State Legislatures Contemplate Controlling Costs, Health IT, Prescribing Authority
A selection of health policy stories from Oregon, Colorado, Massachusetts, Vermont, New Hampshire, California, Pennsylvania, Minnesota, Kansas and Arizona.
Los Angeles Times: California Health Insurers To Raise Average Rates 8% To 14%
The proposed premium hikes for hundreds of thousands of California consumers with individual coverage would outpace the cost of overall medical care, which has risen just 3.6 percent in the last year (Terhune, 2/23).
Kaiser Health News: Can Massachusetts Lead The Way On Controlling Health Costs?
As of April 1, base insurance rates approved by the Democratic Gov. Deval Patrick's administration for small businesses will increase, on average, 1.8 percent. ... So is health care inflation tamed in the state? We put this question and a few others to four economists: MIT’s Jonathan Gruber. ... Harvard University’s David Cutler, ... Stuart Altman of Brandeis University ... and Meredith Rosenthal (Harvard School of Public Health) (Bebinger, 2/22).
Arizona Republic: Insider: Senator Pierce Eyes Health Care Costs
Look for state Senate President Steve Pierce to tackle health-care affordability. The rising cost of coverage for employers, plus the implications of the federal Affordable Care Act, add up to big dollar signs and big problems for the state, he said (Pitzl, 2/22).
The Philadelphia Inquirer: Health Official: Proposed Budget Cuts 'A Recipe For Disaster'
Philadelphia Health Commissioner Donald F. Schwarz said Wednesday that Gov. Corbett's proposed cuts for human services would have a sweeping impact on a wide variety of vulnerable populations.

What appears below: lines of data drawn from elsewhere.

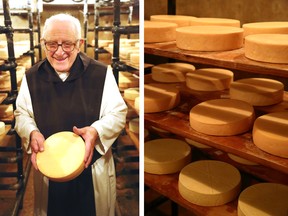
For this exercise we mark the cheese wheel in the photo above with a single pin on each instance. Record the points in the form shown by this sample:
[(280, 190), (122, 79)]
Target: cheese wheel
[(271, 48), (207, 21), (209, 38), (160, 97), (63, 156), (134, 125), (131, 93), (2, 128), (265, 28), (171, 72), (209, 183), (240, 160), (209, 79), (155, 32), (180, 20), (166, 156), (257, 91), (222, 117), (264, 199), (270, 133)]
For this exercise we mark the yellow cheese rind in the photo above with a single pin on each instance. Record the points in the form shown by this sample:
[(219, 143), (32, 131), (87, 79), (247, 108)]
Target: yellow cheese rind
[(264, 199), (209, 183), (271, 48), (156, 32), (209, 79), (180, 20), (160, 97), (207, 21), (265, 28), (257, 91), (270, 133), (222, 117), (63, 156), (209, 38), (166, 156), (171, 72)]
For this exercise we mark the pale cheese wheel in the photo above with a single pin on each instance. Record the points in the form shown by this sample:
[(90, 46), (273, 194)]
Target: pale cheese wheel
[(156, 32), (207, 21), (265, 28), (209, 79), (2, 128), (166, 156), (160, 97), (209, 183), (270, 133), (134, 125), (63, 156), (271, 48), (257, 91), (131, 93), (264, 199), (209, 38), (171, 72), (180, 20), (222, 117)]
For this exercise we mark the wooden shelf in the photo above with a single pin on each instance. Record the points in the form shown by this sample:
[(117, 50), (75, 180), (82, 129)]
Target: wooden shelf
[(234, 59)]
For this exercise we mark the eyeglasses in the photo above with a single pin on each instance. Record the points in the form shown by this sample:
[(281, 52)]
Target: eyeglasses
[(67, 46)]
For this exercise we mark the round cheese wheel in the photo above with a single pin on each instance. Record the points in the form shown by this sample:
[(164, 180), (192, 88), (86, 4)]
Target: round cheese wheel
[(131, 93), (171, 72), (209, 38), (134, 125), (63, 156), (265, 28), (165, 156), (209, 183), (155, 32), (222, 117), (209, 79), (269, 48), (207, 21), (180, 20), (264, 199), (240, 160), (270, 133), (257, 91), (160, 97)]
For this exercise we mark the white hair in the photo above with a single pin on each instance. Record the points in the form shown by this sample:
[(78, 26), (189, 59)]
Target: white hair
[(63, 17)]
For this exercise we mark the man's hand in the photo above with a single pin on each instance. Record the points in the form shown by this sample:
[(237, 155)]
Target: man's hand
[(36, 144), (89, 134)]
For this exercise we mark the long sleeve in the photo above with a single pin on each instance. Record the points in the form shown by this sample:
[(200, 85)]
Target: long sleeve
[(112, 114)]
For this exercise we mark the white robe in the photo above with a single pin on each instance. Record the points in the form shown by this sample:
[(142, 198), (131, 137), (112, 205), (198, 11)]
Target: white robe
[(111, 121)]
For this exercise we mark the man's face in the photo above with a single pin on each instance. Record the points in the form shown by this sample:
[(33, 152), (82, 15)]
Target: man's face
[(65, 34)]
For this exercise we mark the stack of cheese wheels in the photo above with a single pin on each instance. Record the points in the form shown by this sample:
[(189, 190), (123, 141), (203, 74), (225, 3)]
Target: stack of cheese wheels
[(271, 48), (222, 117), (166, 156), (63, 156), (209, 79), (209, 38), (257, 91), (160, 97), (265, 28), (264, 199), (131, 93), (209, 183), (180, 20), (270, 133), (171, 72), (134, 125), (155, 32), (207, 21)]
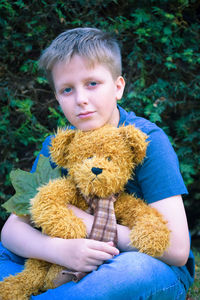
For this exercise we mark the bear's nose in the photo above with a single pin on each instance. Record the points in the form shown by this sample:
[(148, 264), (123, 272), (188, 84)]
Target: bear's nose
[(96, 171)]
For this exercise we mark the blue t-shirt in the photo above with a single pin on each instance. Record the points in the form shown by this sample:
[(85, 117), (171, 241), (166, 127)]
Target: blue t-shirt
[(157, 178)]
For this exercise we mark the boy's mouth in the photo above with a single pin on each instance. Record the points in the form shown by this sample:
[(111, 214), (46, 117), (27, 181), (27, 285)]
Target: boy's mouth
[(85, 115)]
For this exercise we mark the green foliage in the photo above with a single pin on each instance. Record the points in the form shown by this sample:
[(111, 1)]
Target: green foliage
[(161, 57), (194, 291), (26, 185)]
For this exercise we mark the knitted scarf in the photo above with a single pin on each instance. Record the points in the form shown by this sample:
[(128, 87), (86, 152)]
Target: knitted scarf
[(104, 229)]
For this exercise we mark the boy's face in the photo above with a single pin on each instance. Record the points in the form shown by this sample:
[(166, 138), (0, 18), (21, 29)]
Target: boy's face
[(87, 95)]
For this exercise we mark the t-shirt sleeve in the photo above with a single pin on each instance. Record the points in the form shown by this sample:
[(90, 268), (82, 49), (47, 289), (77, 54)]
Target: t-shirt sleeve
[(159, 176), (44, 151)]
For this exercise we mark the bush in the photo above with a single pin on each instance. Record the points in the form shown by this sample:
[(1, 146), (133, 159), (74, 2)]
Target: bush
[(160, 47)]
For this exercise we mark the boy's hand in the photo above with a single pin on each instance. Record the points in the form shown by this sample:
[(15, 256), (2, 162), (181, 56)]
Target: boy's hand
[(82, 254)]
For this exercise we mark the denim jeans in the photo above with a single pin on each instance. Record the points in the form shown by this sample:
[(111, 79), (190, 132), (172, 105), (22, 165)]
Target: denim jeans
[(130, 275)]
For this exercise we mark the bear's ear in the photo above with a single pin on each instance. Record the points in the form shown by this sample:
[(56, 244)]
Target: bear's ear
[(137, 141), (59, 146)]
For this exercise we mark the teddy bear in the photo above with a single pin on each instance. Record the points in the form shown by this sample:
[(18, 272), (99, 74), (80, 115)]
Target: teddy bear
[(99, 164)]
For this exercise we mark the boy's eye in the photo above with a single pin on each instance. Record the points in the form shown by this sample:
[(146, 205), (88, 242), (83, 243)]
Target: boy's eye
[(92, 83), (67, 90)]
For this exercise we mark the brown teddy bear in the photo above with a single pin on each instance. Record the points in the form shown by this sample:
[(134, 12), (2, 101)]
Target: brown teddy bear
[(99, 164)]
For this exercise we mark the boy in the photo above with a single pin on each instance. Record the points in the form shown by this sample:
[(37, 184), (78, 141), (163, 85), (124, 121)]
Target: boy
[(83, 66)]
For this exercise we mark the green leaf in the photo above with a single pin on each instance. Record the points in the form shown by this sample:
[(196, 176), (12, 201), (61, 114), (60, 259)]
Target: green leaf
[(26, 185)]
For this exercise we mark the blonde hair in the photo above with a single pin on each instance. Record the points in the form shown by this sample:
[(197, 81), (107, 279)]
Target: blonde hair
[(93, 44)]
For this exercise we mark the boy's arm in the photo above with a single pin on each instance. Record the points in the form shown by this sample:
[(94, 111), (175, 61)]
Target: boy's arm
[(77, 254)]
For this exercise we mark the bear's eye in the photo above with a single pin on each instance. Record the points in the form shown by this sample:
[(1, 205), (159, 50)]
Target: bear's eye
[(109, 158)]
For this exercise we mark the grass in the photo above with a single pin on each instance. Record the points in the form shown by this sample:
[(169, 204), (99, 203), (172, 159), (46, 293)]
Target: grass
[(194, 291)]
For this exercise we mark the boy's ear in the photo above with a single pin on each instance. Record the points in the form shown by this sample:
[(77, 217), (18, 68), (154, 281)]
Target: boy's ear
[(137, 141), (120, 85), (59, 146)]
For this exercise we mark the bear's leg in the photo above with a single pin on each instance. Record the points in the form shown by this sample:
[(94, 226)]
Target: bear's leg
[(26, 283), (149, 231)]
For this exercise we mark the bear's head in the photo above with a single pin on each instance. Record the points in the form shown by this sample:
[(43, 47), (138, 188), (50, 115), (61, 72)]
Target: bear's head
[(99, 161)]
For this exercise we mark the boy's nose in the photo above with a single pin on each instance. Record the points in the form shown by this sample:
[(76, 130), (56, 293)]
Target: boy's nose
[(81, 97), (96, 171)]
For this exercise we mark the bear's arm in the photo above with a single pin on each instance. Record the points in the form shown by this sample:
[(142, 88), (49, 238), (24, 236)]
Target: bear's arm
[(50, 212)]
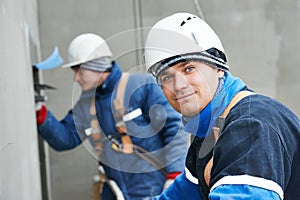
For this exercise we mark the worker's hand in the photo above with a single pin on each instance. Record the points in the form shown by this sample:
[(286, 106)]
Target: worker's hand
[(41, 112), (170, 178)]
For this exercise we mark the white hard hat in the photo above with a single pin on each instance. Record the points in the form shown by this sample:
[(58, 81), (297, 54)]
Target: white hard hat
[(87, 47), (182, 34)]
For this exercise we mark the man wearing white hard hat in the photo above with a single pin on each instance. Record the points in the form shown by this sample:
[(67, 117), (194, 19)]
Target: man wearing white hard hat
[(246, 145), (133, 131)]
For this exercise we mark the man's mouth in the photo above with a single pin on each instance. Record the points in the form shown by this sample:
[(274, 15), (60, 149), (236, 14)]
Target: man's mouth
[(182, 97)]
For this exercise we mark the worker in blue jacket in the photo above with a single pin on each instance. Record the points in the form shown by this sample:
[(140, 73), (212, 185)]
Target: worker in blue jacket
[(139, 142), (246, 145)]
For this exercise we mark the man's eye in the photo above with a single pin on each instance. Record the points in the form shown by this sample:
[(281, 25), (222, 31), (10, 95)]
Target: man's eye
[(189, 68)]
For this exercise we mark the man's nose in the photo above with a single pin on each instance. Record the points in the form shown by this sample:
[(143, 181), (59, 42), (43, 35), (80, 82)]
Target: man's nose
[(180, 81)]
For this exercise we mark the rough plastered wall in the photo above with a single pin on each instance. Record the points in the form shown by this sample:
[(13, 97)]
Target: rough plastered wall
[(19, 39)]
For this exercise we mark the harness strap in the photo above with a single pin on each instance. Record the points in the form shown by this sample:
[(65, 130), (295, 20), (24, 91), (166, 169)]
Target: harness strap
[(219, 126), (95, 131), (118, 103)]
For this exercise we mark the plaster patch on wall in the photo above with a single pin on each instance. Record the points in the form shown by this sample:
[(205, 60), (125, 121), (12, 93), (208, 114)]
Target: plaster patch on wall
[(3, 9), (4, 146)]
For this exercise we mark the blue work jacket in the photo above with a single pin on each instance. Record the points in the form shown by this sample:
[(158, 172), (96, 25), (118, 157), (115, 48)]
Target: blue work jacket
[(158, 130), (257, 156)]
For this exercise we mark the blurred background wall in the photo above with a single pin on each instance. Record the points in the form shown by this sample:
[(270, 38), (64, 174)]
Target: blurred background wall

Affected by the cuts, Schwarz said, will be people with mental illness and intellectual disabilities; homeless individuals and families; children aging out of foster care; HIV patients needing hospice care; and elderly people in the city-run nursing home (Lin and Hill, 2/22).
The Associated Press/ABC News: NH Expands Fitness Program To Shrink Lifespan Gap Between General Population, Mentally Ill
The average life span for someone with a serious mental illness is 25 years shorter than someone in the general population, a gap that has been largely overlooked even though an estimated 10.4 million American adults — including about 43,000 in New Hampshire — fall into that category, said Dr. Stephen Bartels. He will supervise the program funded by the Centers for Medicare and Medicaid Services (2/23).
(St. Paul) Pioneer Press: Bill Allows Health Care Providers To Charge Copy Fees To Patients In Social Security Disability Appeals
A proposal to let doctors, hospitals and clinics charge a subset of disabled patients for extra copies of medical records stirred up a beehive of opposition during a legislative hearing Tuesday. … According to state law, all patients can get a free copy of medical records to review their current care. But health care providers can charge fees when patients or their attorneys request copies for other purposes (Snowbeck, 2/22).
The Lund Report (Oregon): House Passes Bill Allowing Zoomcare's Physician Assistants to Prescribe
A bill that colloquially became known as "the Zoomcare bill" passed the House with 58 votes on Wednesday, paving the way for the clinic chain's physician assistants to begin prescribing bottled, non-narcotic medication starting in June. ... The bill creates a new category for a "drug outlet," called a "practitioner's dispensing outlet," that would include any ZoomCare clinic that dispenses medications (Waldroupe, 2/22).
Denver Post: Legislators Balk At Spending Millions More On Troubled Benefits Computer System
A plea for millions of dollars to fix the long-troubled state computer system for Medicaid and food assistance was met with bi-partisan skepticism Wednesday from legislators hesitant to pour more money into a system that has repeatedly failed to improve (Steffen, 2/22).
Denver Post: PERA Retirees Fear House Bill Will Expel Them From Coverage
Thousands of Coloradans who retired with a government pension are terrified that a bill to be heard today will drastically change their health care. ... [Colorado Public Employees' Retirement Association] executives believe the bill is written in such a way that about 33,900 retirees and 5,000 of their dependents who are eligible for Medicare would have to be kicked out of its health care program (Bartels, 2/23).
Kansas Health Institute News: Centene And Coventry Get Missouri Managed Care Contracts
Centene and Coventry, two of the five major managed care companies seeking a contract with the Kansas Medicaid program, have landed awards from the state of Missouri, officials there announced today. Today also was the deadline for bids on Gov. Sam Brownback's KanCare proposal. ... The KanCare plan was announced by administration officials in November 2011 and most of the nation's large managed care companies expressed early interest in bidding on it (Shields, 2/22).